The first thing to do is identify all activities involved in the job together with any likely risks, and then analyse them to see:
- the likelihood of the risk arising
- the potential severity of the risk should it arise
- the overall level of risk
These should be rated as Low, Medium or High risk. It is advisable to present these in a table format and to colour code each rating, using the traffic light system, i.e. green for low risk, orange for medium risk and red for high risk.
This will ensure that those activities likely to present a high risk can be quickly and easily identified.
Take a look at our very own example of a Concrete Risk Assessment 2017.
Who is at risk?
Once the potential risks have been identified, you next need to work out who is likely to be exposed to them.
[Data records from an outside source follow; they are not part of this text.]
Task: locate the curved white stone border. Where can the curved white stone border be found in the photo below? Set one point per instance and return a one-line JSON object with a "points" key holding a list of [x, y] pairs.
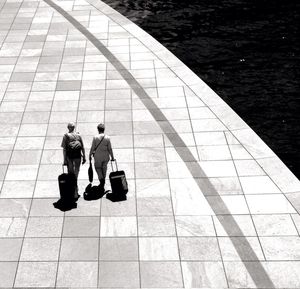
{"points": [[267, 159]]}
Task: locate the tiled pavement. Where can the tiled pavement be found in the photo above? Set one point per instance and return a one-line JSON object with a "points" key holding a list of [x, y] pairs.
{"points": [[209, 204]]}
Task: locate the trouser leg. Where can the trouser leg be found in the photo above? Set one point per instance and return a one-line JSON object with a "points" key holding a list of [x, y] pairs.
{"points": [[101, 172], [74, 167]]}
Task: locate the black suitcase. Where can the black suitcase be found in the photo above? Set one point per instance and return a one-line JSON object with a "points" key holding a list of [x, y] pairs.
{"points": [[119, 186], [67, 186]]}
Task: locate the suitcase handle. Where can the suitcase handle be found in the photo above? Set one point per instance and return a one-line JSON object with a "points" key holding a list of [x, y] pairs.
{"points": [[63, 168], [112, 168]]}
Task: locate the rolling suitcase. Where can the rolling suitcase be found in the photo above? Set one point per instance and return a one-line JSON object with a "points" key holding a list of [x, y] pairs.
{"points": [[118, 182], [67, 186]]}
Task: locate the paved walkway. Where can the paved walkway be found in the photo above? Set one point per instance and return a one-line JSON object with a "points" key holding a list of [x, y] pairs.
{"points": [[210, 205]]}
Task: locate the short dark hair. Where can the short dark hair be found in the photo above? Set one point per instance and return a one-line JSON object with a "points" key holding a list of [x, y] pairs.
{"points": [[101, 127]]}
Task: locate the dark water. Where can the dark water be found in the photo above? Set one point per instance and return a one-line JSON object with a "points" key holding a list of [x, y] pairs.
{"points": [[247, 51]]}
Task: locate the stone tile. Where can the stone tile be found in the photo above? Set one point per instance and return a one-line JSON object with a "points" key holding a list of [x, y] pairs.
{"points": [[127, 208], [156, 206], [5, 157], [41, 96], [12, 106], [44, 208], [10, 117], [16, 96], [10, 249], [40, 249], [46, 189], [49, 172], [274, 225], [202, 125], [204, 274], [9, 129], [281, 248], [146, 170], [259, 185], [294, 200], [90, 116], [33, 130], [146, 127], [77, 274], [12, 227], [296, 220], [79, 249], [269, 204], [154, 140], [28, 157], [7, 143], [29, 143], [282, 274], [38, 106], [240, 248], [248, 168], [149, 155], [62, 116], [8, 273], [118, 227], [36, 274], [21, 172], [81, 227], [239, 152], [161, 275], [3, 169], [211, 153], [118, 104], [66, 95], [118, 249], [63, 105], [235, 225], [223, 205], [14, 208], [68, 85], [118, 115], [199, 249], [85, 208], [97, 104], [44, 227], [149, 188], [128, 274], [164, 226], [52, 157], [17, 189], [158, 249], [189, 226], [202, 169]]}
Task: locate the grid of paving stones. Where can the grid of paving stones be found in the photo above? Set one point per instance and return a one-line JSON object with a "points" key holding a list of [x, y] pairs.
{"points": [[209, 204]]}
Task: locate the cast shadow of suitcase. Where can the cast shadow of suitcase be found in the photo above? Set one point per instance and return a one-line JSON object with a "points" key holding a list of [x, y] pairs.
{"points": [[93, 193], [65, 204]]}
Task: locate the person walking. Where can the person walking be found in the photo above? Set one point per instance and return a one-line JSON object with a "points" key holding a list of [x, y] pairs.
{"points": [[73, 151], [101, 150]]}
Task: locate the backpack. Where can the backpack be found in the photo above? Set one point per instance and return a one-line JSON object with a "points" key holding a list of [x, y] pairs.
{"points": [[74, 146]]}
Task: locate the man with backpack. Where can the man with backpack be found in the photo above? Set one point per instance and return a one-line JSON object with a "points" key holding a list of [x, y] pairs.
{"points": [[101, 150], [73, 150]]}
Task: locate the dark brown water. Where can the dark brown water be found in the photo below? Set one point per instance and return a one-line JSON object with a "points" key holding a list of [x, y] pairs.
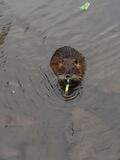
{"points": [[35, 121]]}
We’ve already mentioned those working on the job, but there might also be the possibility of other personnel on site or even members of the public being in the location of the work.
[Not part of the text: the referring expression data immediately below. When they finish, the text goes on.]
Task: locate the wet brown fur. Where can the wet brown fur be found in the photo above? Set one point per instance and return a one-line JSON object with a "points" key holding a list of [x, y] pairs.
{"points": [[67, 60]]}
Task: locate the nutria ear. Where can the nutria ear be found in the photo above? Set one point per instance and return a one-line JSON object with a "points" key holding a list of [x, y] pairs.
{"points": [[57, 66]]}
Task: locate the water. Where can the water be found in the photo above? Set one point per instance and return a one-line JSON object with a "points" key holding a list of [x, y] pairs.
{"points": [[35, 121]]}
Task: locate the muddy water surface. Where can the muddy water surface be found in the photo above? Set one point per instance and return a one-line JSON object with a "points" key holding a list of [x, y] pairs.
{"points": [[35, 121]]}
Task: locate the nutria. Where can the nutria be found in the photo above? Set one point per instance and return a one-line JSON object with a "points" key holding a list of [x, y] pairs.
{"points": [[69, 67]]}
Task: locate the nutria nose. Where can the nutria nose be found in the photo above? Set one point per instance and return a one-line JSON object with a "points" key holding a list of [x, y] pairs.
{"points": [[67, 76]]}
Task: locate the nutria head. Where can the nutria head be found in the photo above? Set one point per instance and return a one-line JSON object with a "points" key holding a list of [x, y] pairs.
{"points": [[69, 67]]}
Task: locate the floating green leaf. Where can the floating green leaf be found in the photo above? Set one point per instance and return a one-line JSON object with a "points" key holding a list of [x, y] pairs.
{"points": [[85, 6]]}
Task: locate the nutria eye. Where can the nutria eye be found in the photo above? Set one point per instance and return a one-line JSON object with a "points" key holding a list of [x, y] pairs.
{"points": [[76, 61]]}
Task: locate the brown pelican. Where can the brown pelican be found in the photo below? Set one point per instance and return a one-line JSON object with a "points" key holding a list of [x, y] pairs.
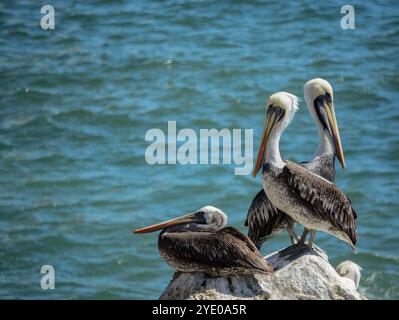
{"points": [[306, 197], [200, 242], [264, 219]]}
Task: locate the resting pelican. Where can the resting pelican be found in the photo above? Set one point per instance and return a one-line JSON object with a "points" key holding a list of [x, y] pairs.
{"points": [[264, 219], [200, 242], [306, 197]]}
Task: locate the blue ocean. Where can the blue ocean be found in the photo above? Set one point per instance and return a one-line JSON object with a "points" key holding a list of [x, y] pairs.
{"points": [[76, 103]]}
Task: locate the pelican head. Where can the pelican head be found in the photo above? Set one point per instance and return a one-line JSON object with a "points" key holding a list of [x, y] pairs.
{"points": [[319, 99], [206, 218], [280, 110]]}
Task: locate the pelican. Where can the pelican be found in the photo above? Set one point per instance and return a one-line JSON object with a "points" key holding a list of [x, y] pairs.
{"points": [[264, 219], [306, 197], [200, 242]]}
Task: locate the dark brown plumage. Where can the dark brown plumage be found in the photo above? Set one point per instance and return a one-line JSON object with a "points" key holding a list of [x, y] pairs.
{"points": [[265, 220], [324, 201], [221, 253], [200, 242]]}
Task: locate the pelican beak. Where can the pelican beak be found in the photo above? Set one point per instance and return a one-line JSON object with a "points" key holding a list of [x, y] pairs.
{"points": [[332, 121], [188, 218], [271, 120]]}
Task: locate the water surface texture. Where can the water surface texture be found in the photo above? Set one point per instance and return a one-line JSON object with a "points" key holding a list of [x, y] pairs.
{"points": [[76, 102]]}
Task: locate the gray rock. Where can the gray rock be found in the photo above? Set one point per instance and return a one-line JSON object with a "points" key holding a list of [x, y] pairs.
{"points": [[300, 273]]}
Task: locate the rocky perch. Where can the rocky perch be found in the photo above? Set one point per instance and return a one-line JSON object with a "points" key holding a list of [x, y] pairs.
{"points": [[300, 273]]}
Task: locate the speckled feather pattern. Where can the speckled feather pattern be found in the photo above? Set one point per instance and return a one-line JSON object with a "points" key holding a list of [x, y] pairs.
{"points": [[314, 202], [216, 253], [265, 220]]}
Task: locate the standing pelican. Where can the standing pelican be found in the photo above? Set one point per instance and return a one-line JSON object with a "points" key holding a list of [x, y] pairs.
{"points": [[264, 219], [306, 197], [200, 242]]}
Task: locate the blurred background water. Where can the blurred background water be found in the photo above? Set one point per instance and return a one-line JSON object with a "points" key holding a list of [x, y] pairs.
{"points": [[76, 102]]}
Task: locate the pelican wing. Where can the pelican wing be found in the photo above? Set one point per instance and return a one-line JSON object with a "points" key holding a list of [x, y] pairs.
{"points": [[323, 198], [265, 220], [226, 248]]}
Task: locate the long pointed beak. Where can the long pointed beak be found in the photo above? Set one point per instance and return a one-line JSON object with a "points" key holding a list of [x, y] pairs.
{"points": [[269, 124], [335, 132], [188, 218]]}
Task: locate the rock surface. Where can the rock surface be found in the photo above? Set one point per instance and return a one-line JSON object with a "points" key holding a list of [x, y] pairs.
{"points": [[300, 273]]}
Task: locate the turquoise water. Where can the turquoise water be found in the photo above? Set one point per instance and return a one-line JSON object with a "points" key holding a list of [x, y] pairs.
{"points": [[76, 102]]}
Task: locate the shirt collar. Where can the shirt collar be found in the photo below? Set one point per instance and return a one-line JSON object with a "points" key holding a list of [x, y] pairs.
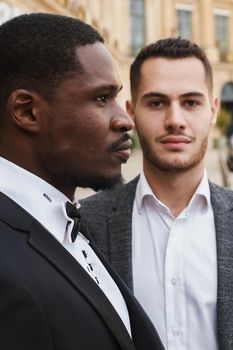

All those likely to be exposed to any level of risk, no matter how small, need to be taken into account.
Risks and control measures
When you know what the risks are, and who may be at risk from them, your next step is to identify the control measures you need to adopt to reduce or eliminate those risks.
For example, with the COSHH regulations referred to earlier, you might want to ensure that protective gloves are available for handling cement and additives, that hand washing facilities are easily accessible on site, or that dust masks are mandatory when loading cement into mixers, especially in areas with poor ventilation.
Assessment of risk
Once all the health and safety procedures listed above have been carried out, an overall assessment can now be made as to whether it is safe to proceed with the work in question.
This is graded over five levels:
- 1. Very Low Risk – safe to proceed work to control measures
- 2. Low Risk – safe to proceed with caution
- 3. Medium Risk – safe to proceed with further controls
- 4. High Risk – proceed under further controls and supervised
- 5. Very High Risk – unsafe – do not proceed – further action required
Further action required
If it is decided that further action is required before it is safe to carry out the work, this should be stipulated, together with when it should be actioned and when it has been completed. This should then be signed by a responsible person to confirm that the required action has been taken.
No further work should be carried out until acceptable control measures have been put in place.
At Total Concrete, the health and safety of our staff and customers is of paramount importance, and we ensure that all our concreting work is carried out to strict standards.